Ce manque d’élaboration chronique – dont la responsabilité est double : professionnels et usagers – produit des souffrances supplémentaires dont vous serez responsables, puisqu’il y aura caution des pouvoirs publics et de la médecine. Ce n’est pas une consultation facultative chez un psychologue au cours d’un parcours de PMA qui résoudra le problème.
Cela est un premier pas, mais ça peut juste donner une « fausse » bonne conscience.
Il n’y a donc pas de droit à l’enfant, mais plutôt un devoir envers les lois de la Vie qui a pour fondement la construction délicate d’un être, en le rendant capable de bien vivre avec lui-même et avec les autres. Ce but est bien loin de correspondre à ce que produit l’éducation dans notre société. Pourtant, certains se sont attelés depuis longtemps à ce problème et devraient être mieux écoutés et soutenus.
Jean-Marie Pelt, quelques années avant sa mort, faisait remarquer ceci lors d’une conférence. « Ce qui m’étonne le plus chez l’humain, c’est qu’il se lance dans l’aventure du couple sans trop savoir ce qui l’attend et dans l’aventure de la parentalité sans non plus savoir ce qui l’attend »
Bien sûr, j’ai applaudi longuement…
Mes 45 années de gynécologie obstétrique et mon parcours personnel m’ont mis devant l’évidence qu’il faut se préparer très sérieusement à ces deux expériences.
Si le désir d’enfant est légitime, les moyens que vous envisagez pour remédier à l’absence douloureuse d’enfant ne le sont pas : cela va provoquer des problèmes en cascades plus graves que celui que vous essayez de résoudre. L’enjeu est celui d’une parentalité adéquate, pas d’augmenter le nombre des situations à problèmes.
Commençons par régler le problème le plus crucial de notre société : celui de la violence dont nous sommes responsables, dès la vie intra-utérine. « La paix commence dans le ventre des femmes » comme le dit le slogan colombien. Je suis un fidèle artisan de cette paix.

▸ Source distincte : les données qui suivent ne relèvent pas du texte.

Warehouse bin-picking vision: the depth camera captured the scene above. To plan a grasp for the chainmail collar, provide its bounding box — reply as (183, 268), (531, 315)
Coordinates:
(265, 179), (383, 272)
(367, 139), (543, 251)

J’ai peu de chances d’être entendu, mais comme le dit le colibri dans l’histoire de Pierre Rabhi, « j’aurai fait ma part » en mon âme et conscience.

Merci à ceux qui m’ont lu jusqu’à la fin.
Dr Hugues REYNES, 24 septembre 2018.

1 comments

  1. Bien vues les « failles narcissiques et autres problèmes «  dans le désir d’enfant et les risques de la PMA qui n’et que « béquille » ( lire le livre de Anne Françoise Allaz : le messager boiteux). La violence dans la société relayée par les réseaux sociaux ou les participants se sentent protégés par l’écran.
    Merci pour votre lien qui m’a permis de lire la lettre ouverte en entier.